Жить дома он был уже не в состоянии и понимал, что надо самому выбираться в Москву, где в это время, как известно, всё ещё находились и двор новой императрицы, и правительство, и Синод, и его будущий покровитель Прокопович. Но как это сделать без паспорта, без рекомендаций, без денег? Пришлось снова обращаться за помощью к староверам – больше было не к кому.
Подготовка к побегу
Известно, что многие северные крестьяне считали для себя обязательным побывать на Выгу, хотя бы раз в жизни совершить туда своего рода паломничество. Немало было и тех, кто поддерживал с пустынью и её руководителями деловые отношения, в основе которых тоже лежала старая вера. Среди как первых, так и вторых вполне мог быть ничем более не проявивший себя для истории, кроме помощи молодому Ломоносову, Фома Шубный, о котором мы уже говорили выше в связи с подаренным молодому соседу китаечным полукафтаньем и выдачей ему «заимообразно трёх рублей денег».
Позднее кто-то из исследователей жизни учёного, понимая, что у простого крестьянина не могло быть полукафтанья из дорогой китайки, а если бы он каким-то образом и обзавёлся такой вещью, то вряд ли бы стал её кому-то дарить, назвал Фому «богатым человеком с Курострова». Однако других фактов, подтверждающих богатство и щедрость Фомы Шубного, не найдено. И всё же, думается, имя его не случайно сохранила для нас народная память. Похоже, именно с ним отправил Михайло на Выг письмо с напоминанием о себе. И Семён Денисов откликнулся на просьбу бывшего воспитанника.
Только оттуда мог получить Михайло помощь в своём непростом деле. Если вспомнить исторически достоверный факт, что архиепископ Варнава на строительство куростровской церкви дал всего один рубль, то становится более понятным, что такое в те времена три рубля, тем более – для простого крестьянина, какими были все соседи Ломоносовых. Не все из них в условиях натурального хозяйства вообще могли иметь такие деньги, а тем более – «свободные» суммы, которые можно было отдать просто так, без всякой надежды на скорую отдачу. Разбогатевший же человек, если считать таковым Фому Шубного, умел считать каждую копейку, не то что рубль и тем более – три: иначе бы и не разбогател.

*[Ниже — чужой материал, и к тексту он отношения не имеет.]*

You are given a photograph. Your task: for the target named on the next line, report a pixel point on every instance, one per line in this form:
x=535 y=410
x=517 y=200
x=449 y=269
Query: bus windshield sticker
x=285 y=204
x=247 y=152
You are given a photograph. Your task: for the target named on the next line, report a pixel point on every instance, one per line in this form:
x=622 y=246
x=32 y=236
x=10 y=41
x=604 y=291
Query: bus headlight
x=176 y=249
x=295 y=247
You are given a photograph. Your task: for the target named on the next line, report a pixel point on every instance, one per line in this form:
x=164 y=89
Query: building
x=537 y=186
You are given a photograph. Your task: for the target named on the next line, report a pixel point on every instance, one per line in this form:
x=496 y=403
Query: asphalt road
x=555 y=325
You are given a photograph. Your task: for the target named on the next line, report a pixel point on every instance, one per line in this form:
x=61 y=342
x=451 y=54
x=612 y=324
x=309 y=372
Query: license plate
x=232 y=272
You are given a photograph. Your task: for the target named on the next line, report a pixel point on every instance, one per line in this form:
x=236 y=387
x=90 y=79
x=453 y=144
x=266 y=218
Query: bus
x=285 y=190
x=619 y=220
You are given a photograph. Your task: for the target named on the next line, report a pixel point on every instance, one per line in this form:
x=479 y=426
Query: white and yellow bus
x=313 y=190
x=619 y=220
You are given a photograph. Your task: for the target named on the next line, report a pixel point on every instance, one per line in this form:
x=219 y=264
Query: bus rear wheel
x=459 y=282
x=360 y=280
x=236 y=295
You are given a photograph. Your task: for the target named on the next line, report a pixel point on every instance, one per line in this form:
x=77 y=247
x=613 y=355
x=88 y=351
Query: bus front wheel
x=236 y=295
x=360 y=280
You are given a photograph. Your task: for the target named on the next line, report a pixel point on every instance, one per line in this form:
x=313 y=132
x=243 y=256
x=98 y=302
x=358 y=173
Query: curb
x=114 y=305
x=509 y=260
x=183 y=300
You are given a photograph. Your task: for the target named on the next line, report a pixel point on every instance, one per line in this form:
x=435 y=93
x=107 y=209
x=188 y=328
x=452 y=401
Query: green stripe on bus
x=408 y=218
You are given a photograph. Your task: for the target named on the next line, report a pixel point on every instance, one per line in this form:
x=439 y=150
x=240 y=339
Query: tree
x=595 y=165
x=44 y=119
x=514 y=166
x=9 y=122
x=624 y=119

Безусловно, не дал бы денег на подозрительную «экскурсию в Москву» отец. И тем более не стали бы помогать собравшемуся бежать из дома единственному сыну Василия Ломоносова односельчане хотя бы по той причине, что не по-христиански это – оставлять отца в скорой его старости без поддержки. Семён Денисов же, наоборот, не мог отказать своему воспитаннику в помощи: староверы, узнав когда-то тайну рождения Михайлы, растили и учили его столько лет не для Василия Ломоносова, не для Курострова, а для России. Пусть и с мыслью о возможном решении им когда-нибудь проблем христианской веры в пользу староверия.
А вот как описал сцену прощания Михайлы с односельчанами С.А. Андреев-Кривич (1906-73) в известной повести «Крестьянский сын Михайло Ломоносов»: «Шубный продолжал: – Иди, стало быть, в Москву, ну, и в науки проходи. Как поднимешься ты науками высоко, с той высоты на всю нашу русскую землю гляди. И рассматривай, где на ней правда и где неправда (выделено курсивом мною. – Л.Д). За правду стой, против неправды бейся – жизни не жалея. Что есть силы за правду стой! – добавил Прохорыч и ударил себя кулаком в колено. – Ух! – Вот и иди на своё дело, крестьянский сын Михайло Ломоносов!»